I am a pediatric cardiologist and have cared for children with heart disease for the past three decades. In addition, I have an educational background in business and finance as well as healthcare administration and global health – I gained a Masters Degree in Public Health from UCLA and taught Global Health there after I completed the program.
“…some machine learning projects succeed and some fail. What makes the difference? Easily the most important factor is the features used.”
Pedros Domingo, author of The Master Algorithm
The COVID-19 pandemic rages on unrelentingly as we head into the winter months of 2020. The glimmer of hope is the group of innovative vaccines that have demonstrated high efficacy and hopefully high effectiveness as well.
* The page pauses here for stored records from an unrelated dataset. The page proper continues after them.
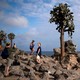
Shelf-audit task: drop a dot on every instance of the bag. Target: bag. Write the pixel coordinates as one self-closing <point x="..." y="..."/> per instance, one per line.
<point x="5" y="53"/>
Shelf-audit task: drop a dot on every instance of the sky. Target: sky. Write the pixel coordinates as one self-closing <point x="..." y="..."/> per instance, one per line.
<point x="29" y="20"/>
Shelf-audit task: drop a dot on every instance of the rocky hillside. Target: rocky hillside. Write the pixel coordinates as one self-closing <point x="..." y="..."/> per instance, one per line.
<point x="25" y="67"/>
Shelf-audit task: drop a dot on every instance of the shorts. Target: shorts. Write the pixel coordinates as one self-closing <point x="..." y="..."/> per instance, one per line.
<point x="9" y="62"/>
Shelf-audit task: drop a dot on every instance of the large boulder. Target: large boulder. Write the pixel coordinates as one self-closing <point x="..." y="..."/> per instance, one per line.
<point x="70" y="47"/>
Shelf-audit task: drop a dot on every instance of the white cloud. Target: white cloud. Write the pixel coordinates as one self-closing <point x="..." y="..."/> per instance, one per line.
<point x="13" y="20"/>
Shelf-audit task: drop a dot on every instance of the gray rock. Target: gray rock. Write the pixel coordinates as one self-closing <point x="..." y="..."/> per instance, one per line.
<point x="45" y="76"/>
<point x="44" y="68"/>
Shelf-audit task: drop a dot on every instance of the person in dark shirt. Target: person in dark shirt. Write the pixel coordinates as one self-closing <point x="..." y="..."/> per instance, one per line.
<point x="38" y="52"/>
<point x="32" y="47"/>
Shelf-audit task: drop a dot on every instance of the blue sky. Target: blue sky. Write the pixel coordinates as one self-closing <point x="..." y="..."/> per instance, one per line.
<point x="29" y="20"/>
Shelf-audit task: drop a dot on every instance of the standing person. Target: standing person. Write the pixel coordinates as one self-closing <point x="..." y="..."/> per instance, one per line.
<point x="38" y="52"/>
<point x="32" y="47"/>
<point x="8" y="55"/>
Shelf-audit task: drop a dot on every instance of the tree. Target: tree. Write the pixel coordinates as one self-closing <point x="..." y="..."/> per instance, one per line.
<point x="2" y="37"/>
<point x="11" y="36"/>
<point x="63" y="18"/>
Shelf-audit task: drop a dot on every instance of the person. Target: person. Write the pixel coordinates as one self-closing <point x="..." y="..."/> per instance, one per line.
<point x="14" y="46"/>
<point x="32" y="47"/>
<point x="38" y="53"/>
<point x="8" y="55"/>
<point x="1" y="49"/>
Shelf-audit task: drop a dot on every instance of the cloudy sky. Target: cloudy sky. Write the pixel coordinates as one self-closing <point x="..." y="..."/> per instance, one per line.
<point x="29" y="20"/>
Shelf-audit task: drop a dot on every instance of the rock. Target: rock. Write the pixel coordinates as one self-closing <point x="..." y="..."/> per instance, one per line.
<point x="45" y="76"/>
<point x="30" y="63"/>
<point x="15" y="70"/>
<point x="1" y="75"/>
<point x="37" y="66"/>
<point x="32" y="76"/>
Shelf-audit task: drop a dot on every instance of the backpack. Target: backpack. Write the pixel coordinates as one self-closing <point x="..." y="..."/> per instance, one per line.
<point x="5" y="53"/>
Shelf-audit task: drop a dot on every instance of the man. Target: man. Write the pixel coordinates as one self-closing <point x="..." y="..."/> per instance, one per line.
<point x="9" y="56"/>
<point x="32" y="47"/>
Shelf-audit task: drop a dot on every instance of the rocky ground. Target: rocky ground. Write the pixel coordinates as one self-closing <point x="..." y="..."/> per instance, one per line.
<point x="50" y="68"/>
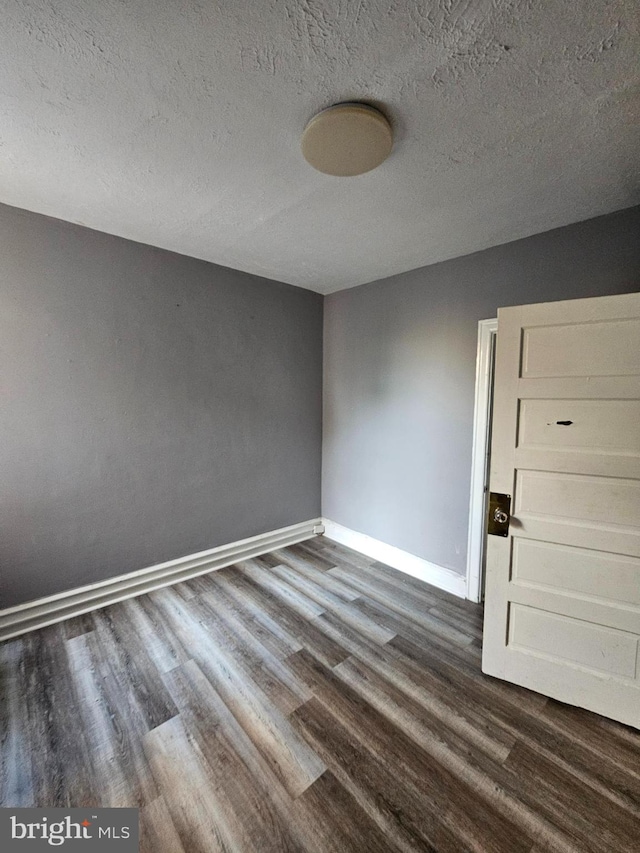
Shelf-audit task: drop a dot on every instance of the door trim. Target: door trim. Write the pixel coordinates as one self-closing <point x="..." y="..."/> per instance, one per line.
<point x="487" y="330"/>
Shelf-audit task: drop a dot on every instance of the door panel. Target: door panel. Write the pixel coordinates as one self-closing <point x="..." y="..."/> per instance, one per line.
<point x="573" y="641"/>
<point x="562" y="602"/>
<point x="575" y="349"/>
<point x="601" y="427"/>
<point x="561" y="568"/>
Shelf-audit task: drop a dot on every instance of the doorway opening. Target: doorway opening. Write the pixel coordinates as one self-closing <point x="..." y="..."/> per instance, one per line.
<point x="481" y="458"/>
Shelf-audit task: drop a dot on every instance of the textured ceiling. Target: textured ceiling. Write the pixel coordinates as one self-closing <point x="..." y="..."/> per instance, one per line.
<point x="178" y="122"/>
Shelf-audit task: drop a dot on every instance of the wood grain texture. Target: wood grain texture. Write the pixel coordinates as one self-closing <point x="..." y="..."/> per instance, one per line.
<point x="308" y="700"/>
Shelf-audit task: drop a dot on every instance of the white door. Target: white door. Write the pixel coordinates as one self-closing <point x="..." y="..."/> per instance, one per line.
<point x="562" y="600"/>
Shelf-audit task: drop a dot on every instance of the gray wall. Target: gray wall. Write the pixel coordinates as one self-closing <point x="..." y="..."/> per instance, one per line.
<point x="152" y="405"/>
<point x="399" y="358"/>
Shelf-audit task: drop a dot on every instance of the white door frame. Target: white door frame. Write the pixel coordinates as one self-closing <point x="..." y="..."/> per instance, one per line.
<point x="487" y="330"/>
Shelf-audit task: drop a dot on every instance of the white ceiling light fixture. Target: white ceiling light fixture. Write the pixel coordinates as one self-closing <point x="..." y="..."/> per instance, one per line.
<point x="347" y="139"/>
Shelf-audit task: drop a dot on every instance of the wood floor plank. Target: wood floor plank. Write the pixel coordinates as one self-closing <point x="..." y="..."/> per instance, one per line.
<point x="16" y="786"/>
<point x="118" y="652"/>
<point x="112" y="731"/>
<point x="597" y="770"/>
<point x="329" y="602"/>
<point x="249" y="605"/>
<point x="197" y="807"/>
<point x="379" y="719"/>
<point x="246" y="649"/>
<point x="308" y="701"/>
<point x="304" y="607"/>
<point x="402" y="606"/>
<point x="62" y="765"/>
<point x="303" y="630"/>
<point x="433" y="697"/>
<point x="266" y="725"/>
<point x="157" y="831"/>
<point x="302" y="566"/>
<point x="160" y="645"/>
<point x="241" y="794"/>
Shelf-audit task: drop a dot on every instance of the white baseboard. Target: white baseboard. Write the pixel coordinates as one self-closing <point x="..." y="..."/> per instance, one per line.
<point x="54" y="608"/>
<point x="445" y="579"/>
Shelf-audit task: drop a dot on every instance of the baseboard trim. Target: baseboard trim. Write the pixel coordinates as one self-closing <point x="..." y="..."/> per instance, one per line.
<point x="41" y="612"/>
<point x="431" y="573"/>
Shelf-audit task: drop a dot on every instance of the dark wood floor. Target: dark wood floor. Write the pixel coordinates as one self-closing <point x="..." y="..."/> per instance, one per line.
<point x="309" y="700"/>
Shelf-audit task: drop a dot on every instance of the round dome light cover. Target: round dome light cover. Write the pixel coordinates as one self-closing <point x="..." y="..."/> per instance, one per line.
<point x="347" y="139"/>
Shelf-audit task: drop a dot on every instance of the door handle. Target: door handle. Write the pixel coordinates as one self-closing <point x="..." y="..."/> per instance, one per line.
<point x="499" y="514"/>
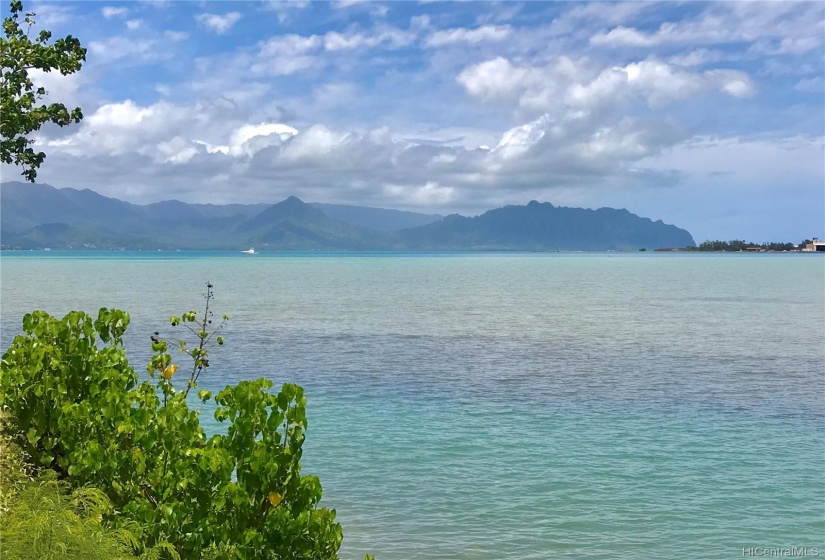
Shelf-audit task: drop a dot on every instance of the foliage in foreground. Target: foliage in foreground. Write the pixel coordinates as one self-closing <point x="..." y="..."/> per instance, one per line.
<point x="43" y="520"/>
<point x="20" y="98"/>
<point x="77" y="407"/>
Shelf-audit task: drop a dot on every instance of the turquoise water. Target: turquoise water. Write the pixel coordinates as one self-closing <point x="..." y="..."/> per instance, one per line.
<point x="495" y="406"/>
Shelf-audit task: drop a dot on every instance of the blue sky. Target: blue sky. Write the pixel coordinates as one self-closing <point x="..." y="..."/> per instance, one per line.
<point x="710" y="116"/>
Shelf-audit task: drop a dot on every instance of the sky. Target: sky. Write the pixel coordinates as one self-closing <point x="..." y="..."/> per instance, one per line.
<point x="709" y="116"/>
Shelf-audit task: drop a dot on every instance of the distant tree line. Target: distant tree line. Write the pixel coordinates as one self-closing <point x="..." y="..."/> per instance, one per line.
<point x="742" y="245"/>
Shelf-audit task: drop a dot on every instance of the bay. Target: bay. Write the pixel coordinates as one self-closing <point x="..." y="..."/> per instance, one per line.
<point x="485" y="406"/>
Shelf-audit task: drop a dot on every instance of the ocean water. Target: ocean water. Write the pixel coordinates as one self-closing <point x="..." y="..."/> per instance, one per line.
<point x="526" y="406"/>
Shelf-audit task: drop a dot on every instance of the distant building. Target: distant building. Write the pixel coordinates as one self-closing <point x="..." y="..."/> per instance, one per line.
<point x="815" y="246"/>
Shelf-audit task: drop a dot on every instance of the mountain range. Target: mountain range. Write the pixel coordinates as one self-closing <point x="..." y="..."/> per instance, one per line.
<point x="35" y="216"/>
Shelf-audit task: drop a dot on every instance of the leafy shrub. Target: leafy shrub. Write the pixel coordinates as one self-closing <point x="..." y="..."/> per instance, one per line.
<point x="76" y="406"/>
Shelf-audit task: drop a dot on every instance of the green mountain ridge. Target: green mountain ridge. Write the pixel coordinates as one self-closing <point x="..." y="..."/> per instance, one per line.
<point x="34" y="216"/>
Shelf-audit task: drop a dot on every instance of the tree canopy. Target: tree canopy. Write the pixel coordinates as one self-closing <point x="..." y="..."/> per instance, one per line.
<point x="24" y="110"/>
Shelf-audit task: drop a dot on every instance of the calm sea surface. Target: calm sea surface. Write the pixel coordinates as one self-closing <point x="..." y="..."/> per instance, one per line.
<point x="512" y="406"/>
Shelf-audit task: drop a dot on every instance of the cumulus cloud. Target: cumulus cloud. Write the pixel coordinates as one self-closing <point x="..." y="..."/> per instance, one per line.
<point x="219" y="23"/>
<point x="777" y="27"/>
<point x="110" y="12"/>
<point x="567" y="86"/>
<point x="288" y="54"/>
<point x="181" y="145"/>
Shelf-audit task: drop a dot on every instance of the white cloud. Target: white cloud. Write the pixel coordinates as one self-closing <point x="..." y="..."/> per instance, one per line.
<point x="110" y="12"/>
<point x="772" y="27"/>
<point x="288" y="54"/>
<point x="811" y="85"/>
<point x="285" y="9"/>
<point x="218" y="23"/>
<point x="152" y="47"/>
<point x="485" y="33"/>
<point x="565" y="86"/>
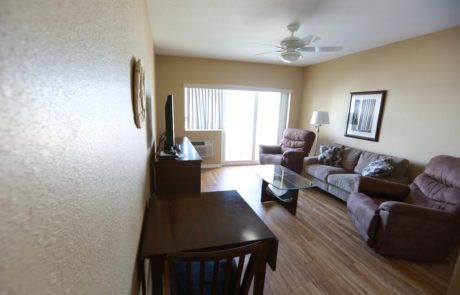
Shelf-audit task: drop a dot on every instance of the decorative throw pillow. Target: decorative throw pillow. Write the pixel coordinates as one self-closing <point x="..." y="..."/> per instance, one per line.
<point x="378" y="168"/>
<point x="331" y="155"/>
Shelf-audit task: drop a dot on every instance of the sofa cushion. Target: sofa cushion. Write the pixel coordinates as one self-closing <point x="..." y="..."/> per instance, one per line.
<point x="350" y="158"/>
<point x="346" y="182"/>
<point x="400" y="165"/>
<point x="331" y="155"/>
<point x="378" y="168"/>
<point x="321" y="172"/>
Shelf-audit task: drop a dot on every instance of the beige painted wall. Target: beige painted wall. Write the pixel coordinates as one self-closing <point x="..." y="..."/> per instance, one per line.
<point x="73" y="167"/>
<point x="173" y="72"/>
<point x="421" y="116"/>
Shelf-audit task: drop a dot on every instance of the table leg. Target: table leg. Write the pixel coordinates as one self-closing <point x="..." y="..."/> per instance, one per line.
<point x="156" y="266"/>
<point x="292" y="205"/>
<point x="141" y="273"/>
<point x="259" y="278"/>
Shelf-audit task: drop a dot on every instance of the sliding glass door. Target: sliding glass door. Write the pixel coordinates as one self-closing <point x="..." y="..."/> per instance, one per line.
<point x="247" y="118"/>
<point x="252" y="118"/>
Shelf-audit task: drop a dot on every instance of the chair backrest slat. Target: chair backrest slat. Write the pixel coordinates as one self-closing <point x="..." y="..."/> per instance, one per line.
<point x="202" y="277"/>
<point x="216" y="271"/>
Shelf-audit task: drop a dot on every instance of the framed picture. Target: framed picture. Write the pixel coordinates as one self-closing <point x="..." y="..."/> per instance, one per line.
<point x="365" y="115"/>
<point x="139" y="94"/>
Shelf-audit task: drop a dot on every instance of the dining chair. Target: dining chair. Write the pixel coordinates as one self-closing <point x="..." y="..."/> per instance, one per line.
<point x="224" y="272"/>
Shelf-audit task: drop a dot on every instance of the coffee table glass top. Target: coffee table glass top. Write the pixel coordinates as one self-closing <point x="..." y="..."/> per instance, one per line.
<point x="282" y="178"/>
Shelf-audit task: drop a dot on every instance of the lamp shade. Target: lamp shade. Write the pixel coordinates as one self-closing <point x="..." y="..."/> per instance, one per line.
<point x="319" y="118"/>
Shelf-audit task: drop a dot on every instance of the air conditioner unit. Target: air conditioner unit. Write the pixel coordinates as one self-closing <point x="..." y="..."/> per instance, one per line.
<point x="204" y="148"/>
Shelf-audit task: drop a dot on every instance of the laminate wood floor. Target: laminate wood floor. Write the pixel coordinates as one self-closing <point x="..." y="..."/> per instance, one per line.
<point x="320" y="252"/>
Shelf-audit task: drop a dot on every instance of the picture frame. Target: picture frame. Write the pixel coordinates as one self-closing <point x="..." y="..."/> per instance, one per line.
<point x="365" y="114"/>
<point x="139" y="94"/>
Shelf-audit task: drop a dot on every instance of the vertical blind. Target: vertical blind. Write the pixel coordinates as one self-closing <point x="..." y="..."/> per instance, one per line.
<point x="204" y="108"/>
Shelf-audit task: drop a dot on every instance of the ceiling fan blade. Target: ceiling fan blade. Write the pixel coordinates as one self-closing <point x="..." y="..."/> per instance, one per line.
<point x="268" y="52"/>
<point x="320" y="48"/>
<point x="271" y="45"/>
<point x="310" y="39"/>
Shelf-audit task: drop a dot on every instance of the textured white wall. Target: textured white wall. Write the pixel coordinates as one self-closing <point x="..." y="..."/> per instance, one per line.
<point x="73" y="167"/>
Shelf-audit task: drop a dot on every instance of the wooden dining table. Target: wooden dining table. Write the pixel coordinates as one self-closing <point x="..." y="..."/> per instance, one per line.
<point x="201" y="221"/>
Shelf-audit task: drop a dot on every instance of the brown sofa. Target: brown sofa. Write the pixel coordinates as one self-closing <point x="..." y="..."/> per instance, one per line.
<point x="418" y="222"/>
<point x="294" y="147"/>
<point x="341" y="181"/>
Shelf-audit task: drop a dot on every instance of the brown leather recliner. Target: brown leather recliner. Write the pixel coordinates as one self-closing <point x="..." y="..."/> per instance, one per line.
<point x="418" y="222"/>
<point x="295" y="145"/>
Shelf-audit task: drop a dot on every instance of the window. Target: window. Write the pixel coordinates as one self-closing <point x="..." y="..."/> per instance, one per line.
<point x="248" y="117"/>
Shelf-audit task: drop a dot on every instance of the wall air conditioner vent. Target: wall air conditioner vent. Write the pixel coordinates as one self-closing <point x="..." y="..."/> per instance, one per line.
<point x="204" y="148"/>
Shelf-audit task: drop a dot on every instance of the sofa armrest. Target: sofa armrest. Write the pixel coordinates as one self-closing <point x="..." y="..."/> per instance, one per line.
<point x="378" y="188"/>
<point x="293" y="160"/>
<point x="424" y="213"/>
<point x="270" y="149"/>
<point x="363" y="212"/>
<point x="310" y="160"/>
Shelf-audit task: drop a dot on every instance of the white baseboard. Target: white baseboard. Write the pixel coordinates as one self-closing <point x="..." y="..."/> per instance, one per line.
<point x="211" y="166"/>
Innovation is so direly needed during this health crisis, and this mindset is exemplified by DeepMind of Google, where a team devised an impressive machine learning methodology called AlphaFold that is capable of translating a genomic sequence into a three-dimensional protein structure in a matter of minutes and hours (instead of years). This breakthrough by DeepMind to engender an in-depth understanding of protein structure will result in drug design improvements and improved patient outcomes.
This week, we also celebrated the 100th manuscript that was submitted to the nascent Intelligence-Based Medicine journal, a journal dedicated to clinicians and data scientists who collaborate on clinical projects. This journal published its inaugural issue last month. While some of the manuscripts are excellent, others lack a true multidisciplinary collaboration and thus fall short on particularly the feature engineering strategy for the project (read on for explanation). In past weeks, we have discussed a series of small topics in data science (parameter vs hyperparameters, the imbalanced dataset problem, different datasets in splitting, etc), so the topic for this week is therefore feature engineering and other important concepts that contain the word “feature” as there is some understandable confusion about these terminologies.
An attribute (or a variable) is defined as a column in the data table (e.g. patient age, systolic blood pressure, heart failure class, etc) and this is coupled with rows of observations (or instances)(e.g. 62 years of age, 126 mmHg, class III, etc). A feature, therefore, is an attribute that is useful to the question at hand (so not all attributes are features); in addition, a feature can have its feature importance assessed by a score via correlation coefficients and other univariate methods.
Clarification of additional terms with the word “feature” can improve both understanding of data science workflow as well as strategies to improve the performance of the model. Data or feature transformation is a process that modifies the data in such a way that it is more recognized by the machine. It encompasses steps such as imputation (replacing missing data with values), binning (grouping numbers of continuous values into less number of groups), data scaling (standardization and normalization), outlier detection, etc. This tedious process, which can take up to 80% or more of the project time, is also called data wrangling (or munging) and data cleaning.
Feature engineering describes the creative and intellectual process of selecting and/or creating features with contribution of domain knowledge (from especially clinicians in healthcare data science projects) to render an algorithm to perform better. Some include the aforementioned data and feature transformation as part of this feature engineering process, but the former does not create new features. Feature engineering is very much under leveraged as one of the most important aspects of machine learning. Jason Brownlee, author of Clever Algorithms, elegantly defines feature engineering as “the process of transforming raw data into features that better represent the underlying problem to the predictive models, resulting in improved model accuracy on unseen data.” Ryan Baker, who teaches feature engineering, describes feature engineering more succinctly as “the art of creating predictor variables”. I think of this feature engineering process is almost akin to a composer composing his/her musical composition using musical notes (data)(and the model process can be the orchestral performance).
Feature engineering consists of: 1) feature selection, 2) feature extraction, and 3) feature generation (although some equate any of these singly or in combination to feature engineering):
- Feature selection (or ranking). This process measures the impact of each feature on the model so that the best features can be included (and therefore the less important features removed). This process, by reducing features, decreases model overfitting and complexity while increases its accuracy and training speed. Regularization methods like LASSO and ridge regression (a future topic) have an “embedded” feature selection as these methods remove or lower the importance of certain features during the modeling process.
- Feature extraction. The related process of creating a new, smaller set of features to reduce the amount of data is termed feature extraction (can also be termed dimensionality reduction). One methodology used for feature extraction with tabular data is principal component analysis (PCA), which reduces the number of features in the data frame. This process can be automated.
- Feature generation (or construction). This is the process of constructing new features from the raw data, and requires domain knowledge to combine or split existing features into ones that will be more favorable for the model. An example is the pressure-rate product (mean blood pressure x heart rate) as a surrogate index of myocardial oxygen consumption.
Lastly, feature learning or representation learning is an automated strategy (supervised or unsupervised) to construct or extract features from raw data and is achieving some success in deep learning methodologies that require more data and are less explainable.